We can learn a lot from the way Luke tells the story of the martyrdom of Stephen, the first martyr in Chapters 6 and 7 of Acts.
He includes in the story details which reflect the passion and death of Jesus, beginning with false witnesses before the Sanhedrin: "Then they instigated some men to say, 'We have heard him speaking blasphemous words against Moses and God.' They stirred up the people, the elders, and the scribes, accosted him, seized him, and brought him before the Sanhedrin" (Acts 6:11) and including details such as “they took him outside the city” to execute him, just as Jesus had been killed outside the city walls. Then as he is being stoned Stephen prays “Lord Jesus, receive my spirit,” and finally “Lord, do not hold this sin against them.” The first Christians, suffering persecution themselves, could not have missed the point, that their suffering was a share in the suffering of Christ.
These clear allusions to the passion and death of Jesus, however, may make us miss the subtle allusions to his resurrection as well. For instance, Luke weaves into the end of the story of Stephen's martyrdom two references to a young man named Saul: “The witnesses laid down their cloaks at the feet of a young man named Saul” (7:58) as they began to kill Stephen. After Stephen dies the story ends with the deceptively simple comment, “Now Saul was consenting to his execution” (8:1)
By introducing the reader to Saul at this point Luke is showing us that as the Jerusalem section of acts draws to a close with the death of Stephen, a new stage of the church’s life is already beginning. We meet a new player in the drama, the one who will become “the apostle to the Gentiles.” It’s as if Stephen’s prayer for his persecutors has been answered. This is classical paschal theology: out of death comes new life.

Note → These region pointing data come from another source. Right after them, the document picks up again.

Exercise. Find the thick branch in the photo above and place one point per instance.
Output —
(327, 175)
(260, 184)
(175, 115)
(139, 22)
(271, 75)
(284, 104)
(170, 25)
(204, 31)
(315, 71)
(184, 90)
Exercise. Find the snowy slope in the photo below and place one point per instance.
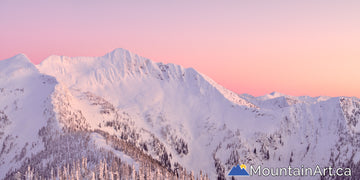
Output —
(175, 115)
(24, 96)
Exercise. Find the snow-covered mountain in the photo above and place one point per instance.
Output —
(129, 107)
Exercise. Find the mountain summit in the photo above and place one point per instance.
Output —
(158, 119)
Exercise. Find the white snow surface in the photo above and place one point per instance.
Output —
(172, 102)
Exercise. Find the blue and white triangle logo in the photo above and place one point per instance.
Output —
(239, 170)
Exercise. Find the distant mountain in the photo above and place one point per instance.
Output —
(124, 108)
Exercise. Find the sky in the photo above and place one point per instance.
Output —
(248, 46)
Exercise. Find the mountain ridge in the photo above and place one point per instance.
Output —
(178, 117)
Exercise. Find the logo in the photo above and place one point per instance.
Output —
(239, 170)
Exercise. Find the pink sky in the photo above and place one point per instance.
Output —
(256, 47)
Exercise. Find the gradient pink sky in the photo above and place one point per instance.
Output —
(256, 47)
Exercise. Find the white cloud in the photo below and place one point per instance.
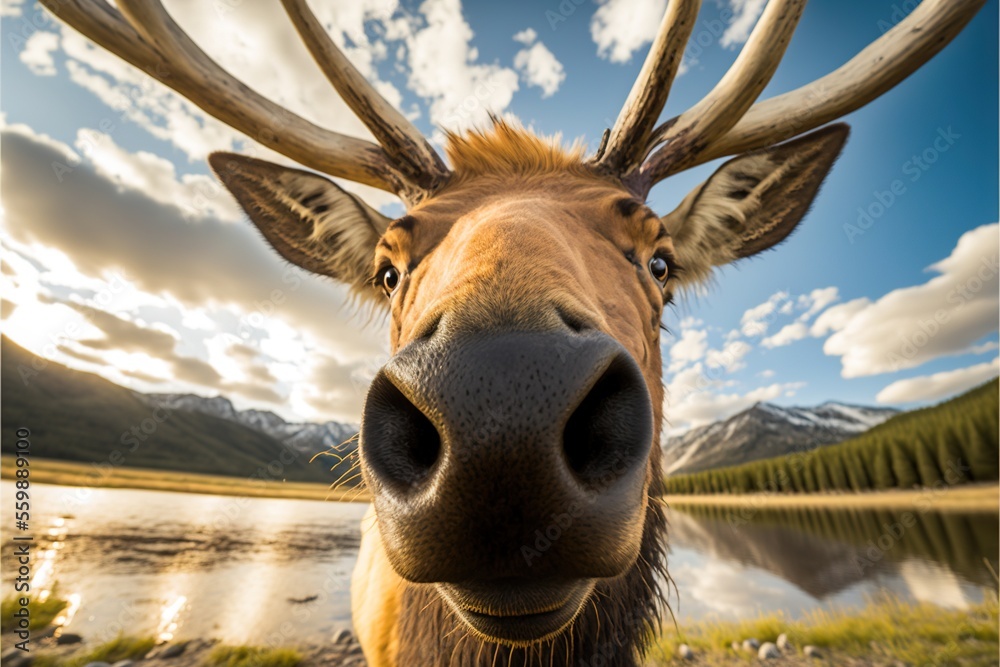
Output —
(745, 13)
(443, 69)
(37, 53)
(526, 36)
(729, 357)
(692, 398)
(11, 7)
(193, 194)
(537, 65)
(755, 320)
(912, 325)
(215, 281)
(816, 301)
(622, 27)
(689, 348)
(837, 317)
(787, 335)
(939, 385)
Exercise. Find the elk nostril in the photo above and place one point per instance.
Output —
(400, 445)
(610, 431)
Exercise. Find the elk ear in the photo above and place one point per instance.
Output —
(307, 218)
(752, 202)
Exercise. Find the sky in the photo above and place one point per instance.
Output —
(122, 255)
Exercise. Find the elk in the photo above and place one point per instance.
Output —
(509, 442)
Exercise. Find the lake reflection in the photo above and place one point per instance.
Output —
(729, 566)
(258, 571)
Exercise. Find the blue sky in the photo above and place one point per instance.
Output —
(846, 299)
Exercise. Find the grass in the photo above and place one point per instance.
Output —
(66, 473)
(884, 632)
(253, 656)
(42, 612)
(121, 648)
(970, 498)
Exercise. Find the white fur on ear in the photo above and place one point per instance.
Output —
(752, 202)
(307, 218)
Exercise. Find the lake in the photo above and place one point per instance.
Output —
(278, 571)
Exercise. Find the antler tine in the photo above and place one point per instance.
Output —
(723, 107)
(625, 148)
(874, 71)
(401, 140)
(143, 34)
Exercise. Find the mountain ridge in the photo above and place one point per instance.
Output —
(765, 430)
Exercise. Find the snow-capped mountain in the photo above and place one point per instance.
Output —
(308, 438)
(767, 430)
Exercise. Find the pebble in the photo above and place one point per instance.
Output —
(768, 651)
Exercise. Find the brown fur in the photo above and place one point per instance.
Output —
(525, 236)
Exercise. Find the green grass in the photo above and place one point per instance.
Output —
(253, 656)
(120, 648)
(916, 634)
(42, 613)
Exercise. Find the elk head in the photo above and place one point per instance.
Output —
(525, 287)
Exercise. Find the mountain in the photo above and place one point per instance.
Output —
(77, 416)
(767, 430)
(304, 437)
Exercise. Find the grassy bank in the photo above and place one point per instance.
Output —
(886, 632)
(47, 471)
(972, 498)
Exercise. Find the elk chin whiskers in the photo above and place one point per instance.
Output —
(508, 445)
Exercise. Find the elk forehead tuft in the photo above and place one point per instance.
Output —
(507, 148)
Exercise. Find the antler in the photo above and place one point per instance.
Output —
(404, 143)
(724, 122)
(143, 33)
(625, 148)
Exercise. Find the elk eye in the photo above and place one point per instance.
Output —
(390, 280)
(658, 267)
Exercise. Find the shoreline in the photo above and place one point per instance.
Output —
(68, 473)
(967, 498)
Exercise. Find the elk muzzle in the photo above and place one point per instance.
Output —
(510, 469)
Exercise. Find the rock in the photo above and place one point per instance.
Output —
(16, 658)
(768, 651)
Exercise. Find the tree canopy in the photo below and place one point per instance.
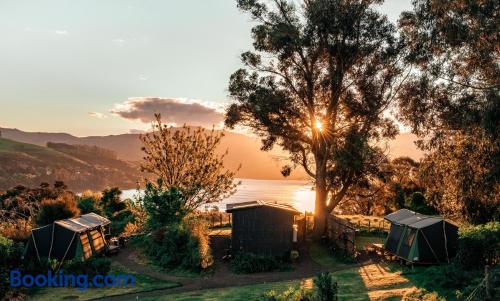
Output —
(317, 84)
(452, 101)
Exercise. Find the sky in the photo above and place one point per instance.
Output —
(100, 67)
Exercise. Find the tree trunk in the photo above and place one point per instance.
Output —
(320, 210)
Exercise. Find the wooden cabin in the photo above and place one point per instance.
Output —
(263, 228)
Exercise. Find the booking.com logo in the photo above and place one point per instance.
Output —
(79, 281)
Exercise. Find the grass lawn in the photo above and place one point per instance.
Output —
(351, 287)
(321, 255)
(375, 282)
(362, 241)
(363, 221)
(142, 283)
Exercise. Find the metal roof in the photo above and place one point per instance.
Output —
(254, 204)
(83, 223)
(412, 219)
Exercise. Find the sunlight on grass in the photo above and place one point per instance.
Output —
(321, 255)
(143, 283)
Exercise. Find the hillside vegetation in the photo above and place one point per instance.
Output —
(80, 167)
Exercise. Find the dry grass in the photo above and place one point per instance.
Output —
(365, 221)
(383, 284)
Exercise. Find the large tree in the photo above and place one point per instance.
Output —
(452, 101)
(317, 84)
(186, 159)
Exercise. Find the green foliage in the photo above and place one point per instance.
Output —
(293, 293)
(478, 245)
(175, 247)
(327, 289)
(111, 201)
(317, 83)
(64, 206)
(400, 197)
(10, 258)
(89, 204)
(248, 263)
(163, 206)
(187, 159)
(422, 295)
(92, 266)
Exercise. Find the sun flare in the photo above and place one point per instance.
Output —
(304, 200)
(318, 125)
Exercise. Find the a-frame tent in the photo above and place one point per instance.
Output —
(74, 238)
(419, 238)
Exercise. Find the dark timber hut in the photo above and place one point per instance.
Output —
(74, 238)
(264, 228)
(419, 238)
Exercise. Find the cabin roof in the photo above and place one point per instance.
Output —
(412, 219)
(83, 223)
(256, 204)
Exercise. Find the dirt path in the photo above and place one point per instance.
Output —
(221, 278)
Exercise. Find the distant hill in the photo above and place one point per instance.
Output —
(244, 150)
(80, 167)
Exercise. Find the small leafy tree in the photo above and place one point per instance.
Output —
(186, 159)
(327, 287)
(163, 206)
(64, 206)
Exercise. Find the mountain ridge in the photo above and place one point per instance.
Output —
(242, 149)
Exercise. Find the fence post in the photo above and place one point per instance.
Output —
(487, 282)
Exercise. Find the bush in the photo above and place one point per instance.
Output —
(248, 263)
(326, 288)
(291, 294)
(422, 295)
(10, 258)
(183, 245)
(477, 245)
(64, 206)
(89, 203)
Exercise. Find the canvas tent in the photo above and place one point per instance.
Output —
(74, 238)
(419, 238)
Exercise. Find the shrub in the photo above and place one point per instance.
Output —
(10, 258)
(422, 295)
(291, 294)
(326, 288)
(176, 246)
(248, 263)
(89, 203)
(477, 245)
(64, 206)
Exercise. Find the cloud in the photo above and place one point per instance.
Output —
(98, 115)
(137, 131)
(174, 111)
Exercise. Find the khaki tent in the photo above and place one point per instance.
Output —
(74, 238)
(419, 238)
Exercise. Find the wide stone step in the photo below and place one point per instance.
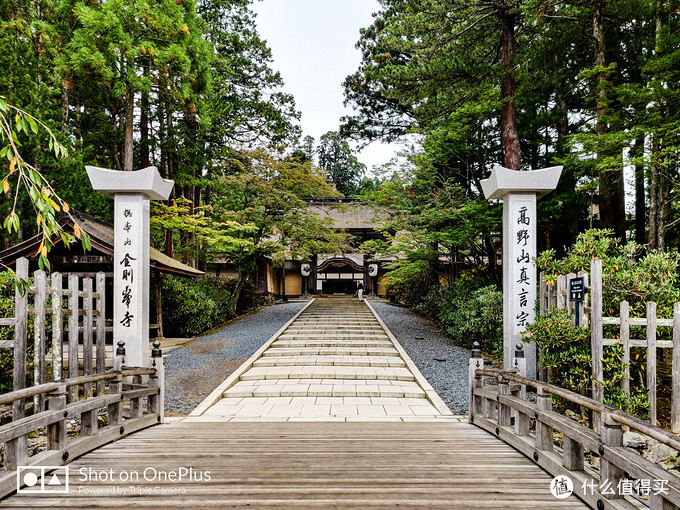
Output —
(338, 335)
(324, 388)
(331, 351)
(357, 361)
(332, 342)
(328, 372)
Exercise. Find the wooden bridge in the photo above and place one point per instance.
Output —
(338, 445)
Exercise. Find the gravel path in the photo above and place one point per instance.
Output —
(197, 368)
(449, 377)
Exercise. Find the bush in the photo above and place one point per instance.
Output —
(565, 350)
(191, 307)
(472, 314)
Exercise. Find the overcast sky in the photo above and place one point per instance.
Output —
(312, 43)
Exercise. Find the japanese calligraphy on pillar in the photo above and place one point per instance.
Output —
(522, 244)
(127, 272)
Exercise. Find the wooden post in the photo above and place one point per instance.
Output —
(522, 422)
(543, 431)
(597, 335)
(476, 362)
(572, 456)
(100, 313)
(115, 410)
(57, 327)
(503, 410)
(543, 306)
(651, 360)
(675, 398)
(157, 402)
(39, 302)
(136, 410)
(625, 340)
(16, 450)
(583, 316)
(612, 436)
(56, 432)
(569, 303)
(562, 300)
(73, 335)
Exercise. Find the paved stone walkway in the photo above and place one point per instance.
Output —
(334, 361)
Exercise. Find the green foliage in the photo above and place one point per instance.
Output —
(192, 307)
(471, 315)
(24, 176)
(628, 272)
(565, 352)
(342, 168)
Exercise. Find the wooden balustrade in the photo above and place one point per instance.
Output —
(500, 404)
(67, 399)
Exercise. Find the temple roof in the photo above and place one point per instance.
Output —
(101, 238)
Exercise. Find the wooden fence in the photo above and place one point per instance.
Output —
(497, 403)
(556, 295)
(81, 383)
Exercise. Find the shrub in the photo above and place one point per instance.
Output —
(191, 307)
(472, 314)
(565, 351)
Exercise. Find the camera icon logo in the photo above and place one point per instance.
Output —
(42, 479)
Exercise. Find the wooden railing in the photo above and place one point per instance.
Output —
(500, 404)
(133, 397)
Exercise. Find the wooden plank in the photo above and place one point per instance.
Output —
(45, 418)
(16, 451)
(73, 334)
(39, 342)
(624, 311)
(313, 465)
(651, 361)
(57, 326)
(675, 370)
(100, 306)
(597, 334)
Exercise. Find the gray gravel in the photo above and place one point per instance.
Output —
(449, 378)
(194, 370)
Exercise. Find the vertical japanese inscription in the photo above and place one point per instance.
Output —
(523, 251)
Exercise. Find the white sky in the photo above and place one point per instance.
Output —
(312, 43)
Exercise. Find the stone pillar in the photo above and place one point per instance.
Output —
(131, 192)
(519, 192)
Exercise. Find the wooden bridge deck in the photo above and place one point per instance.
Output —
(308, 465)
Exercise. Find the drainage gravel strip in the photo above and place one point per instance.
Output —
(443, 363)
(194, 370)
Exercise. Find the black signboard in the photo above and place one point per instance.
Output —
(576, 289)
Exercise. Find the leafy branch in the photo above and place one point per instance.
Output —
(45, 201)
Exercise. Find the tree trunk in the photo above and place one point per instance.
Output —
(129, 128)
(64, 105)
(640, 207)
(144, 128)
(612, 203)
(509, 135)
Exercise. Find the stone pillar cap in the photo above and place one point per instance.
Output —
(147, 182)
(503, 181)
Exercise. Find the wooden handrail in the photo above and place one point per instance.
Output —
(618, 415)
(41, 389)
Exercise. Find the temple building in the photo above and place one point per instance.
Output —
(326, 274)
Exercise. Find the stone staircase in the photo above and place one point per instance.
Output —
(335, 361)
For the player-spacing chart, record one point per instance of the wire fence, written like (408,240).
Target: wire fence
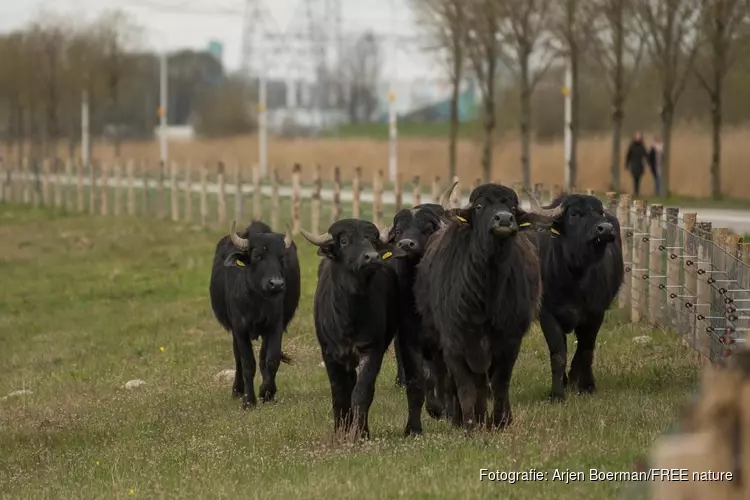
(682,276)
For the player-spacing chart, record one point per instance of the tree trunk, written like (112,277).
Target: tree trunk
(489,129)
(667,119)
(617,117)
(574,120)
(525,120)
(453,138)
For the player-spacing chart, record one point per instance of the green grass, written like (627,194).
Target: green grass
(86,303)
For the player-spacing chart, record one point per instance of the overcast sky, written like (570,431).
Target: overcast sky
(192,23)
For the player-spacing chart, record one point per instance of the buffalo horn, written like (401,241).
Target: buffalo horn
(288,237)
(445,199)
(317,240)
(238,241)
(536,207)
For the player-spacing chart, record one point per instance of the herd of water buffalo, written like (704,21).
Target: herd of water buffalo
(455,290)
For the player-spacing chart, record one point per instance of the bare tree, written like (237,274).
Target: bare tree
(445,22)
(524,25)
(722,23)
(619,49)
(572,29)
(483,46)
(361,73)
(670,28)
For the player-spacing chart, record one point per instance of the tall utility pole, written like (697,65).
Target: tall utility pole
(163,107)
(568,93)
(392,115)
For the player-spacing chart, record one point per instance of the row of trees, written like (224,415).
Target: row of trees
(675,39)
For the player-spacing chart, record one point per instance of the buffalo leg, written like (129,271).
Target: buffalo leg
(466,389)
(581,369)
(342,383)
(270,353)
(400,375)
(411,358)
(238,387)
(502,371)
(364,390)
(248,369)
(557,351)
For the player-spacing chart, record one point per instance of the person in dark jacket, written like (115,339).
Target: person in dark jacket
(635,161)
(654,161)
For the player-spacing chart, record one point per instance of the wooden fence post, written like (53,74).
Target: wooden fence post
(336,209)
(356,191)
(416,192)
(689,261)
(703,301)
(656,276)
(105,189)
(398,193)
(118,188)
(79,186)
(222,202)
(188,192)
(675,250)
(275,206)
(296,171)
(174,197)
(257,195)
(315,214)
(130,167)
(58,183)
(638,268)
(204,195)
(45,182)
(92,188)
(146,187)
(238,193)
(377,198)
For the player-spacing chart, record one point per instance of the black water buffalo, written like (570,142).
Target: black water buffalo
(416,358)
(255,290)
(582,270)
(356,311)
(478,288)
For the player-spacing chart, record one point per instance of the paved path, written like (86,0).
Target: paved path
(736,220)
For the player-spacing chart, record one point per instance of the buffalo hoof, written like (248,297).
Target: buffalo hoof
(413,430)
(556,397)
(267,394)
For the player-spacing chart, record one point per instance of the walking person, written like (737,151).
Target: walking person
(654,161)
(635,159)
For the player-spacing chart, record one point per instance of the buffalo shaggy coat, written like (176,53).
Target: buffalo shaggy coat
(478,288)
(255,290)
(416,357)
(356,312)
(582,270)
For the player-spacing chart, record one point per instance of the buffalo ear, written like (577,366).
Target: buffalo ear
(461,215)
(235,259)
(327,250)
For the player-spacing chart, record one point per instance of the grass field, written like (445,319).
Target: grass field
(427,156)
(88,303)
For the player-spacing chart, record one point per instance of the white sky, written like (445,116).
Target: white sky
(169,23)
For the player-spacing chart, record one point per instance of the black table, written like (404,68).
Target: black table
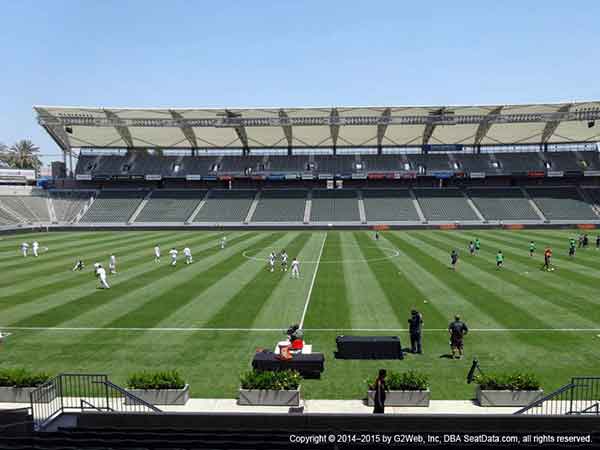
(368,347)
(308,365)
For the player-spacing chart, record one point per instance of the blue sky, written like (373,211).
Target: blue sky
(290,53)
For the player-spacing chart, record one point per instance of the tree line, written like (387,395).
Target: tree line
(23,154)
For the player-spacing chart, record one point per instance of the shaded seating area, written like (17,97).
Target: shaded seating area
(389,205)
(562,203)
(226,206)
(285,205)
(446,204)
(507,203)
(170,205)
(334,205)
(113,206)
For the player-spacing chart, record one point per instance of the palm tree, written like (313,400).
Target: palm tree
(23,155)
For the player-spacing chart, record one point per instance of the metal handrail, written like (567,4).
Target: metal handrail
(130,396)
(546,398)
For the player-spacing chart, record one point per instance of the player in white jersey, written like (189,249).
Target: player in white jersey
(112,264)
(188,255)
(295,268)
(101,274)
(173,252)
(272,262)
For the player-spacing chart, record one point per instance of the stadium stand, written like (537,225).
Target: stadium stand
(281,205)
(334,205)
(226,206)
(170,205)
(447,204)
(33,208)
(67,204)
(389,205)
(561,203)
(113,206)
(505,203)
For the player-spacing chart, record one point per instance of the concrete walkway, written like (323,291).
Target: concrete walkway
(321,406)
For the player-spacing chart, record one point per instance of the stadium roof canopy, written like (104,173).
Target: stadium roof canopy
(82,127)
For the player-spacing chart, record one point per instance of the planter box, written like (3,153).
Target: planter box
(402,398)
(161,396)
(266,397)
(21,395)
(507,398)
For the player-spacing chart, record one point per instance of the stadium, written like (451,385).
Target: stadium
(371,201)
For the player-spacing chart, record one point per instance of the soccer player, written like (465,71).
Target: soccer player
(272,262)
(572,247)
(457,330)
(531,248)
(188,255)
(499,259)
(295,268)
(453,259)
(101,274)
(471,248)
(547,258)
(112,264)
(173,252)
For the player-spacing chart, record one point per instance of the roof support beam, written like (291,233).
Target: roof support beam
(552,125)
(430,126)
(122,130)
(187,131)
(382,127)
(334,127)
(287,129)
(240,130)
(485,125)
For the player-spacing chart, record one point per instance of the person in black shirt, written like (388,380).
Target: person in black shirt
(380,389)
(457,330)
(415,327)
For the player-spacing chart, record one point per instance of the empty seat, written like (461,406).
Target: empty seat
(389,205)
(285,205)
(445,204)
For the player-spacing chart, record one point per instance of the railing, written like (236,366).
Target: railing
(79,392)
(580,397)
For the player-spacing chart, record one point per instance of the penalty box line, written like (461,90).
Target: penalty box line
(317,330)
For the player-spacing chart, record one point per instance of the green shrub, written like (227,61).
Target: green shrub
(282,380)
(22,378)
(405,381)
(156,380)
(517,381)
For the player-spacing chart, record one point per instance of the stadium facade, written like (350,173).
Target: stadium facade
(343,166)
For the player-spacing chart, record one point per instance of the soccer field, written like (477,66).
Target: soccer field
(207,319)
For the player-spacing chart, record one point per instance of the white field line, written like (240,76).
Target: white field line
(312,283)
(317,330)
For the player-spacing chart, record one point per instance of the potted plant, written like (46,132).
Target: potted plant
(404,389)
(158,388)
(272,388)
(512,389)
(17,384)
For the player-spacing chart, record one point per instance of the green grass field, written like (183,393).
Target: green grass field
(207,319)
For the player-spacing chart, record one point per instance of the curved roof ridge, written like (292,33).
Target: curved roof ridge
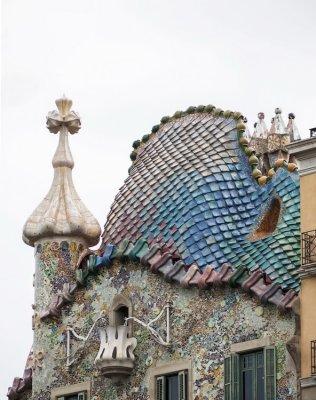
(159,260)
(208,109)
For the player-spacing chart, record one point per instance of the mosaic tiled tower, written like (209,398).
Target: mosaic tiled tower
(59,229)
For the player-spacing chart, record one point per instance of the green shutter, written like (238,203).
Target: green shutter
(160,388)
(235,377)
(227,378)
(231,377)
(182,385)
(269,373)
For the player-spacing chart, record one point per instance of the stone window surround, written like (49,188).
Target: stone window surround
(118,301)
(170,367)
(250,345)
(72,389)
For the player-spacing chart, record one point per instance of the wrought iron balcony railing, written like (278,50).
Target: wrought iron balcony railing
(313,357)
(308,247)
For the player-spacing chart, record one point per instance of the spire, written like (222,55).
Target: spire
(292,129)
(62,213)
(277,123)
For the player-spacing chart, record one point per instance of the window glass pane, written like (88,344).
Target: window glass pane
(247,384)
(260,377)
(172,387)
(252,376)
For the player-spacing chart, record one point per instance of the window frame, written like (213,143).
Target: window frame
(77,388)
(232,388)
(170,368)
(119,301)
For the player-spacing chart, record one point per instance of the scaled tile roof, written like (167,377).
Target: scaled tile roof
(191,189)
(159,260)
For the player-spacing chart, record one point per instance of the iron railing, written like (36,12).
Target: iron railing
(308,247)
(313,357)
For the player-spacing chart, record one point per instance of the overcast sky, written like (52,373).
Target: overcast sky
(125,64)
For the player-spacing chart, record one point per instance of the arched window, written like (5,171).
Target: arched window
(269,220)
(121,308)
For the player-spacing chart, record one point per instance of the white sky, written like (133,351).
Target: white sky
(125,64)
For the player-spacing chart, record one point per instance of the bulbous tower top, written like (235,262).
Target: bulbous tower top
(62,213)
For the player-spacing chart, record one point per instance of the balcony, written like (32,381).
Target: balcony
(308,247)
(115,358)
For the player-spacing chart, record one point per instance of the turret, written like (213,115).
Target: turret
(59,229)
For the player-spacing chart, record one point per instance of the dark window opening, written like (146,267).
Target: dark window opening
(269,220)
(120,314)
(172,386)
(252,376)
(77,396)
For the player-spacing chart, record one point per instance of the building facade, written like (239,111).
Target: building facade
(198,289)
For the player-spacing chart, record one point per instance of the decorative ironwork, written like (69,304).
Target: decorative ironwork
(312,132)
(313,357)
(157,337)
(308,247)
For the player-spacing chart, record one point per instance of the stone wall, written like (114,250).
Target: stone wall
(204,325)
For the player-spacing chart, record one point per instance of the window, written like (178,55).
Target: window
(78,396)
(78,391)
(172,386)
(251,375)
(120,314)
(121,308)
(171,381)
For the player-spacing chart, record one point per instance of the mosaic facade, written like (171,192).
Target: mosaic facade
(196,224)
(204,324)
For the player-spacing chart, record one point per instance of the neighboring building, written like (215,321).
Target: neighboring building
(195,292)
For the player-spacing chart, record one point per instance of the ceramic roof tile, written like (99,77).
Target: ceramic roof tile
(197,191)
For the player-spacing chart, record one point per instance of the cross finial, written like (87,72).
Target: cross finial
(55,120)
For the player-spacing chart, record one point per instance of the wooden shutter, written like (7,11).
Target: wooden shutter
(160,388)
(227,378)
(269,373)
(82,396)
(235,368)
(231,377)
(182,385)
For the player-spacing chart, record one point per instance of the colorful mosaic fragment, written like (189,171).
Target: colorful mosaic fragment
(192,189)
(159,260)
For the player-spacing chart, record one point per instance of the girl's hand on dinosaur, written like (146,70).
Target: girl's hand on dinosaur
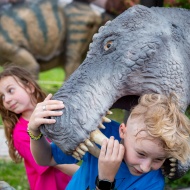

THE TRAGEDY OF THE FIRST PERSECUTIONS
Besides introducing us to Saul, two verses later Luke tells us that “After the death of Stephen a great persecution broke out.” This, too, sets us up for a paschal experience. Up to this point, the followers of Jesus were all Jews, and Christianity seemed destined to remain simply a sub-group within Judaism confined to Jerusalem. Now with this horrible persecution the infant church seems about to perish altogether. But watch how Luke moves the story along:
On that day, there broke out a severe persecution of the church in Jerusalem, and all were scattered throughout the countryside of Judea and Samaria, except the apostles. Devout men buried Stephen and made a loud lament over him. Saul, meanwhile, was trying to destroy the church; entering house after house and dragging out men and women, he handed them over for imprisonment.
Now those who had been scattered went about preaching the word. Thus Philip went down to (the) city of Samaria and proclaimed the Messiah to them. With one accord, the crowds paid attention to what was said by Philip when they heard it and saw the signs he was doing. For unclean spirits, crying out in a loud voice, came out of many possessed people, and many paralyzed and crippled people were cured. There was great joy in that city (8:1-8).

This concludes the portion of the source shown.